MRAB python at mrabarnett.plus.com
Thu Apr 7 13:40:35 EDT 2022


On 2022-04-07 16:16, Antoon Pardon wrote:
> Op 7/04/2022 om 16:08 schreef Joel Goldstick:
>> On Thu, Apr 7, 2022 at 7:19 AM Antoon Pardon<antoon.pardon at vub.be>  wrote:
>>> I am working with a list of data from which I have to weed out duplicates.
>>> At the moment I keep for each entry a container with the other entries
>>> that are still possible duplicates.
>>>
>>> The problem is sometimes that is all the rest. I thought to use a range
>>> object for these cases. Unfortunatly I sometimes want to sort things
>>> and a range object is not comparable with a list or a tuple.
>>>
>>> So I have a list of items where each item is itself a list or range object.
>>> I of course could sort this by using list as a key function but that
>>> would defeat the purpose of using range objects for these cases.
>>>
>>> So what would be a relatively easy way to get the same result without wasting
>>> too much memory on entries that haven't any weeding done on them.
>>>
>>> --
>>> Antoon Pardon.
>>> --
>>> https://mail.python.org/mailman/listinfo/python-list
>> I'm not sure I understand what you are trying to do, but if your data
>> has no order, you can use set to remove the duplicates
> 
> Sorry I wasn't clear.

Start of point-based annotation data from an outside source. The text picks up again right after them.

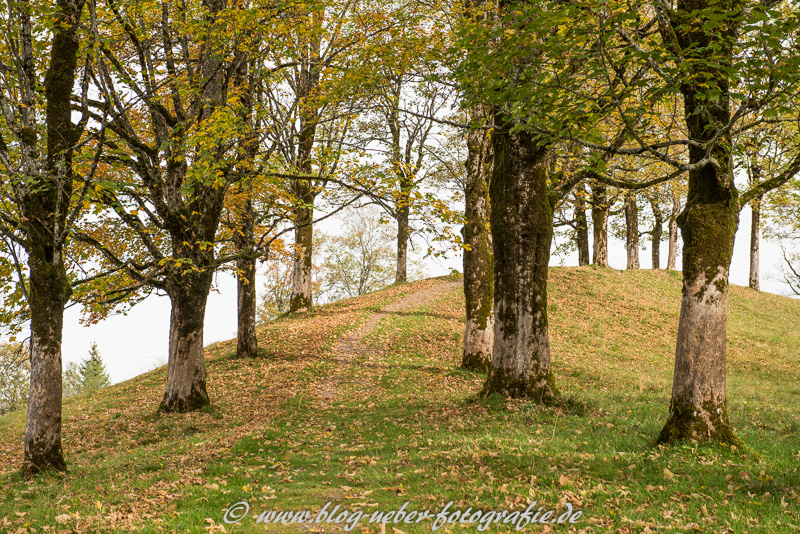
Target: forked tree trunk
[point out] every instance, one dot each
(672, 254)
(582, 225)
(49, 292)
(45, 210)
(244, 239)
(755, 227)
(307, 82)
(401, 274)
(522, 232)
(302, 297)
(186, 370)
(246, 341)
(658, 225)
(478, 272)
(600, 224)
(698, 408)
(632, 231)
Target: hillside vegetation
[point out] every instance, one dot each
(399, 422)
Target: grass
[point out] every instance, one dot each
(405, 426)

The data contains information about persons. But not
> all records need to be complete. So a person can occur multiple times in
> the list, while the records are all different because they are missing
> different bits.
> 
> So all records with the same firstname can be duplicates. But if I have
> a record in which the firstname is missing, it can at that point be
> a duplicate of all other records.
> 
This is how I'd approach it:

# Make a list of groups, where each group is a list of potential duplicates.
# Initially, all of the records are potential duplicates of each other.
records = [list_of_records]

# Split the groups into subgroups according to the first name.
new_records = []

for group in records:
     subgroups = defaultdict(list)

     for record in group:
         subgroups[record['first_name']].append(record)

     # Records without a first name could belong to any of the subgroups.
     missing = subgroups.pop(None, [])

     for record in missing:
         for subgroup in subgroups.values():
             subgroup.extend(missing)

     new_records.extend(subgroups.values())

records = new_records

# Now repeat for the last name, etc.